PIMA COUNTY, Ariz. — In another attempt at criminal justice reform, Pima County is tackling homelessness through a permanent supportive housing program. The county is giving $2.5 million, over two years, to agencies willing to provide permanent housing for a minimum of 150 people. But it is also another way to help those with mental health issues and homelessness stay out of jail and recover in a more stable environment.
"There is a population in our jail who are non-violent offenders, who may have mental health or behavioral health issues. And really, the jail is not the best place for them," said Terrance Cheung, the director of Justice Reform Initiatives for Pima County.
The program is for a minimum of 150 people who need help especially housing. The criteria, "Somebody who's been in jail more than twice in one year, they should have a mental health or behavioral health issue, are considered low income and don't have stable housing," said Cheung.
And in the language of this program, unstable housing means anything from couch surfing to living on the streets. Cheung says stabilized housing is the first step in getting someone to become successful. After stable housing is implemented, wrap around service can be available to those trying to get back on their feet, such as job training and education.
"This is the first kind of county-funded program, that we know of in the state, where we're doing first, the 24/7 wrap-around services and then we're adding to that a really quality program evaluation so that we're able to determine are we having the successes that we want to have," said Cheung.

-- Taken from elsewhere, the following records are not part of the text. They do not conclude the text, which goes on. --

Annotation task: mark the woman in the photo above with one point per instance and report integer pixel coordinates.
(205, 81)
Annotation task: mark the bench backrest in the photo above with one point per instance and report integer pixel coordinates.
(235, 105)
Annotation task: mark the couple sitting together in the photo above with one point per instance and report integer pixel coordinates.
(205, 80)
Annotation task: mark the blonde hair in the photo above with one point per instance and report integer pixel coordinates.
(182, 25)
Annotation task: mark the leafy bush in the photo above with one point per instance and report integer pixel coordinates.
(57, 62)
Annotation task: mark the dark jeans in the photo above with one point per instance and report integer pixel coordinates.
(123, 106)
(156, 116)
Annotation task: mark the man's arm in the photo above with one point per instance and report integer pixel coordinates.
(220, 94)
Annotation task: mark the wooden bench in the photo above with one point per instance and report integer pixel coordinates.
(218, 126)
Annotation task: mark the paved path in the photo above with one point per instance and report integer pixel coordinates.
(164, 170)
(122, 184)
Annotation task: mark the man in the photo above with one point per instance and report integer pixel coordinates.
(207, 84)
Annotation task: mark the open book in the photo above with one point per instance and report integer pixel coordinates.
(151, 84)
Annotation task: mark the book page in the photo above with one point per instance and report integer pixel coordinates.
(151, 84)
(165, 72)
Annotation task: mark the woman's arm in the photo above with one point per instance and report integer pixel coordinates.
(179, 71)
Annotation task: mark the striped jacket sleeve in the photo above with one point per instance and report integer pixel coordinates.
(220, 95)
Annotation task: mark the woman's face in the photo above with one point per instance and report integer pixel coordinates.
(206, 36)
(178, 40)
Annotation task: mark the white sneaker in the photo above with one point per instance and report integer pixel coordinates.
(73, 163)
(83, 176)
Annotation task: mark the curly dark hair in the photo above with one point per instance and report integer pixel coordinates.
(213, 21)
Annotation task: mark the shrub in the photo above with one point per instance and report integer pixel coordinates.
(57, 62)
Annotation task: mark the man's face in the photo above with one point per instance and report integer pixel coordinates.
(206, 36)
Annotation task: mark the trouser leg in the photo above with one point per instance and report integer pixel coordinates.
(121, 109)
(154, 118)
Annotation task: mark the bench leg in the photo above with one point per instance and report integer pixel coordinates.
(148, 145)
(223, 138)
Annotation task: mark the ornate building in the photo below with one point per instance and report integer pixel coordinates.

Similar programs have had success in other locations including Denver, Santa Clara County, California and Salt Lake City. These locations saw a 91-percent reduction in chronic homelessness after implementing a permanent supportive housing model more than a decade ago.
The deadline for non-profits to apply for this program is January 11. Agencies like service providers and non-profits, among others, can apply. Applications are available online at vendors.pima.gov.